Tidak apa-apa merasa contoh ini terlalu ekstrem, toh ini model POP saya untuk transportasi, bukan model Anda, dan itulah sebagian maksud saya. Namun saya meyakini bahwa hingga kita kembali merasakan memijak bumi lagi, kita tidak akan pernah belajar untuk berjalan dengan lembut di atasnya. Kita akan gagal meningkatkan taraf kepedulian dalam kehidupan kita yang, sayangnya, tampaknya hanya muncul bila perlu dan tidak terelakkan. Ketika Anda berjalan tanpa alas kaki, Anda memerhatikan tumbuhan di area itu (atau banyaknya sampah), kalau bukan karena Anda tidak ingin kaki Anda mengenai duri (atau beling). Saya sering kali mendapati bahwa ketika saya berjalan tanpa alas kaki, saya mengumpulkan sedikit lebih banyak makanan, karena saya menjadi semakin memerhatikan sekitar saya.
Kendati sangat sering dilakukan dalam ekonomi lokal (meskipun ada sedikit perubahan sejak kemunculan jaringan internet), barter masih merupakan contoh dari gemarnya budaya manusia dewasa ini pada tukar-menukar. Sering kali saya bertanya-tanya mengapa kita tidak bisa sekadar berbagi bakat dan karunia yang kita miliki pada satu sama lain tanpa alasan apa pun selain untuk menolong sesama. Itulah sebabnya sepatu hasil barter berada di tingkat ketiga, sementara sepatu yang diberikan secara cuma-cuma pada saya menempati Level 2. Bersepeda, simbol masyhur gaya hidup berkelanjutan, hanya menempati Level 5. Saya bukannya hendak kelewat keras pada berkendara menggunakan sepeda standar industri, karena manfaatnya banyak, dan saya setuju cara itu lebih berkelanjutan. Saya hanya tidak meyakini bahwa cara itu sepenuhnya berkelanjutan, mengingat produksinya memerlukan berbagai material yang diimpor dari sekeliling dunia menggunakan infrastruktur berbasis globalisasi yang pada hakikatnya destruktif dan mengeksploitasi Alam selebihnya. Jika sepeda skala industri tidak berkelanjutan dalam jangka waktu yang tidak terbatas, mengapa kita beranggapan dapat terus menggunakannya? Berkendara dengan sepeda macam apa pun juga memutus hubungan kita dengan bumi lebih daripada berjalan, dan menyebabkan kehidupan bergerak lebih cepat (yang dengan waktu luang yang disediakannya kita jadi mengonsumsi lebih banyak barang), maka itulah posisinya lebih rendah daripada “berjalan menggunakan sepatu kampas buatan pabrik Cina” dalam model POP saya untuk transportasi. Walau demikian, bersepeda masih memungkinkan Anda untuk beredar tanpa perlu mengeluarkan uang (apalagi jika Anda dapat memulung suku cadang untuk mempertahankannya), yang boleh jadi itulah yang sedang Anda upayakan—kalau demikian keadaannya, bersepeda bisa saja berada di puncak model POP Anda.

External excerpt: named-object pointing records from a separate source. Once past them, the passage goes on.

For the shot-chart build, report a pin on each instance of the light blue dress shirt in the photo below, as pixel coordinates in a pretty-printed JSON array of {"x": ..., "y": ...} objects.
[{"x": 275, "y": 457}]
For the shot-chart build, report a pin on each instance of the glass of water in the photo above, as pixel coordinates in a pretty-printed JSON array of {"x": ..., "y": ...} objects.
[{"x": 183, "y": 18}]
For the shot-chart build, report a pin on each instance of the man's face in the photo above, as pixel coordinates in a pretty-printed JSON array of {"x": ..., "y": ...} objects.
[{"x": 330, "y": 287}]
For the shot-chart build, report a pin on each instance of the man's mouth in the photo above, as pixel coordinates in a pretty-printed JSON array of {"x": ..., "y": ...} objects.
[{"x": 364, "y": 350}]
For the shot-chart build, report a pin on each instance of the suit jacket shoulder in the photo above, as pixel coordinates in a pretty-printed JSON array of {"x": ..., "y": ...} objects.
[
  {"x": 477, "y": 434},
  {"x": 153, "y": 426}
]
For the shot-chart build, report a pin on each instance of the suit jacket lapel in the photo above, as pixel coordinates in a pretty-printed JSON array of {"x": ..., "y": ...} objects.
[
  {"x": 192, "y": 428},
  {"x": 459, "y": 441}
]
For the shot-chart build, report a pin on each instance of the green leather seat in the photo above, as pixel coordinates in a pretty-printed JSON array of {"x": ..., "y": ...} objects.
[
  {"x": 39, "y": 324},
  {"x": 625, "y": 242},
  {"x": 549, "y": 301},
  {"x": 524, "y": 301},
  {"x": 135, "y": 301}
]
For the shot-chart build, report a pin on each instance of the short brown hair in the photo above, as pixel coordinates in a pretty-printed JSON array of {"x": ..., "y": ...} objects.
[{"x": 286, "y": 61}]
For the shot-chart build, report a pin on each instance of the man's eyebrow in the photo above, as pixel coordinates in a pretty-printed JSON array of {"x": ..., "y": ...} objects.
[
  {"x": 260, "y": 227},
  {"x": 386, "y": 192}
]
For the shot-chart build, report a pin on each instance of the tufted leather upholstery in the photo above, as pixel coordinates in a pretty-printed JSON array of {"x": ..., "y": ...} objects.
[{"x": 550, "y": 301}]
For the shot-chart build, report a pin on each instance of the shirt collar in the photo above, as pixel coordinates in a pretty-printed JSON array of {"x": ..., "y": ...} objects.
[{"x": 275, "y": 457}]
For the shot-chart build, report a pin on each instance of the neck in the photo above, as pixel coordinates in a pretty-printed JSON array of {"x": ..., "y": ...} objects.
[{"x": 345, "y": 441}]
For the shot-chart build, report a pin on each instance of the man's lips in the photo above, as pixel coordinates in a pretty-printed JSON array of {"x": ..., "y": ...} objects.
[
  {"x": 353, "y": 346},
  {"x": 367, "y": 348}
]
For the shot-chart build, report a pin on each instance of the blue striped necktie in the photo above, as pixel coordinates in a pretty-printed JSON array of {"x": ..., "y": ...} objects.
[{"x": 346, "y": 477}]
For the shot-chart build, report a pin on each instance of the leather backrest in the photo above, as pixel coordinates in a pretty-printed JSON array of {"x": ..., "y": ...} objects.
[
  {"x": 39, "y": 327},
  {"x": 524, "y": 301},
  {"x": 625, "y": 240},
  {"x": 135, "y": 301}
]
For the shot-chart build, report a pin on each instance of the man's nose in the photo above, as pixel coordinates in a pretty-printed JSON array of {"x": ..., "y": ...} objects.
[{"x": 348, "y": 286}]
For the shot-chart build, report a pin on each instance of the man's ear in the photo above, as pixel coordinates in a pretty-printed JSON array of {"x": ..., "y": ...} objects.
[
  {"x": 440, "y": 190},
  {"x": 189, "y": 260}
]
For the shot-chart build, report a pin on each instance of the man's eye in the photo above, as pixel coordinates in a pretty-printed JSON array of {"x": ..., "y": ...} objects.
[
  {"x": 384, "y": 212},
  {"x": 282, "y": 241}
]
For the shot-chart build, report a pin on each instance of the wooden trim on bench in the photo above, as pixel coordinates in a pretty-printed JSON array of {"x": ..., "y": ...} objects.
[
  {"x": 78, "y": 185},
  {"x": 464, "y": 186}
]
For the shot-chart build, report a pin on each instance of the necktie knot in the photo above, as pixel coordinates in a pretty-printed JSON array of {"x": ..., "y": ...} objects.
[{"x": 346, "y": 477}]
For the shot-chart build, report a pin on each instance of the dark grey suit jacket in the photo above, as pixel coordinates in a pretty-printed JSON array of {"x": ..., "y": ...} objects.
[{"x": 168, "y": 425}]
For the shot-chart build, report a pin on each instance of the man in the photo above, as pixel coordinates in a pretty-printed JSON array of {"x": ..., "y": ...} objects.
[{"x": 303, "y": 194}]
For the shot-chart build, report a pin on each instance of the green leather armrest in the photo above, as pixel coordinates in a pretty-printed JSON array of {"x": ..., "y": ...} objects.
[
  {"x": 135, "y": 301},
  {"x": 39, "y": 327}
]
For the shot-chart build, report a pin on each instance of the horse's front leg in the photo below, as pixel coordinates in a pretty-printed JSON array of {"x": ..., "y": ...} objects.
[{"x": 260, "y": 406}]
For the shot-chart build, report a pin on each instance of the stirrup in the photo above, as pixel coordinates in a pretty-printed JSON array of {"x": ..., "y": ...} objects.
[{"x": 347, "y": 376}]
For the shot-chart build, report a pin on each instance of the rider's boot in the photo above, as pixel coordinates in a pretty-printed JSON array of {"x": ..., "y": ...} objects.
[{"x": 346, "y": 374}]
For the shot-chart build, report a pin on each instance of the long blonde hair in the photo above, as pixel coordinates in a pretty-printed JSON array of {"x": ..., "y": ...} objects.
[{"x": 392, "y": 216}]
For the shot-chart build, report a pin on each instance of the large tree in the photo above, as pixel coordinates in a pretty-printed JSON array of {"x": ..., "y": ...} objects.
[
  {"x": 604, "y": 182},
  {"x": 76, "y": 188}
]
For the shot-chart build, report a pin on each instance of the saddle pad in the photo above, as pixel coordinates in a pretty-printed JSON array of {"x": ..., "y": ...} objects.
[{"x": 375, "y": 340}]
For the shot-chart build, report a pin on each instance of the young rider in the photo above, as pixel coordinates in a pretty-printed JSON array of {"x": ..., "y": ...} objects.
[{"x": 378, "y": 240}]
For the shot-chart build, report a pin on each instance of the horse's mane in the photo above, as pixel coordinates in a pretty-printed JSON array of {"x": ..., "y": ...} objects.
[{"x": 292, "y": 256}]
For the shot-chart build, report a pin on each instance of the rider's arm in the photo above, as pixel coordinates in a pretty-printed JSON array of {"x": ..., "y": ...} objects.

Jangan khawatir jika Anda masih berada di tingkat bawah tanah model Anda. Sekarang ini saya lebih sering menggunakan sepeda skala industri daripada berjalan, walaupun model ini telah membantu saya memperjelas komitmen supaya ke depannya lebih sering berjalan tanpa alas kaki.
Camkanlah juga bahwa “jarak” di antara tiap-tiap level itu agak manasuka. Misalnya, pada model POP tertentu, “gap” di antara Level 4 dan 6 boleh jadi jauh lebih besar atau lebih kecil daripada gap di antara Level 1 dan 2. Ini juga memungkinkan Anda untuk “memusatkan perhatian”—jika Anda bertujuan dalam setahun beralih dari mengemudikan mobil hibrid ke mengendarai sepeda standar industri (Level 6 dan 5 dalam model versi saya), maka Anda mungkin ingin menempatkan keduanya berturut-turut di Level 1 dan Level 6, maka tambahkan beberapa tingkatan lagi di sela-selanya.
Sembari menguraikan banyaknya solusi yang tersedia pada bab-bab berikut, saya akan merujuk sekilas pada konsep ini sewaktu-waktu untuk menggambarkan betapa upaya menuju kehidupan tanpa uang tidak harus sekalian-atau-tidak-sama-sekali sedari awal, atau senantiasa dilakukan, melainkan sebagai suatu rencana bertahap menuju model ekonomi pribadi yang lebih beragam, yang harapannya mengarahkan Anda untuk menciptakan ekonomi yang lebih lentur bagi Anda sendiri, yang tidak begitu rentan terhadap sistem yang lebih besar yang didasarkan pada konsep absurd mengenai pertumbuhan tidak terbatas di atas planet yang terbatas. Walau demikian, maksud model ini bukanlah sebagai latihan baru kecil-kecilan untuk membuat diri kita merasa nyaman dan tenteram, walaupun itu bisa menjadi bonus yang sangat bagus. Maksudnya ialah untuk membantu diri kita sendiri mencapai kedudukan di mana kita hidup selaras dengan Bumi dan satu sama lain. Jika model ini tidak diterapkan dengan cukup tekad dan keberanian, kita tidak akan pernah mencapai dunia yang kita tahu sama tahu adalah mungkin.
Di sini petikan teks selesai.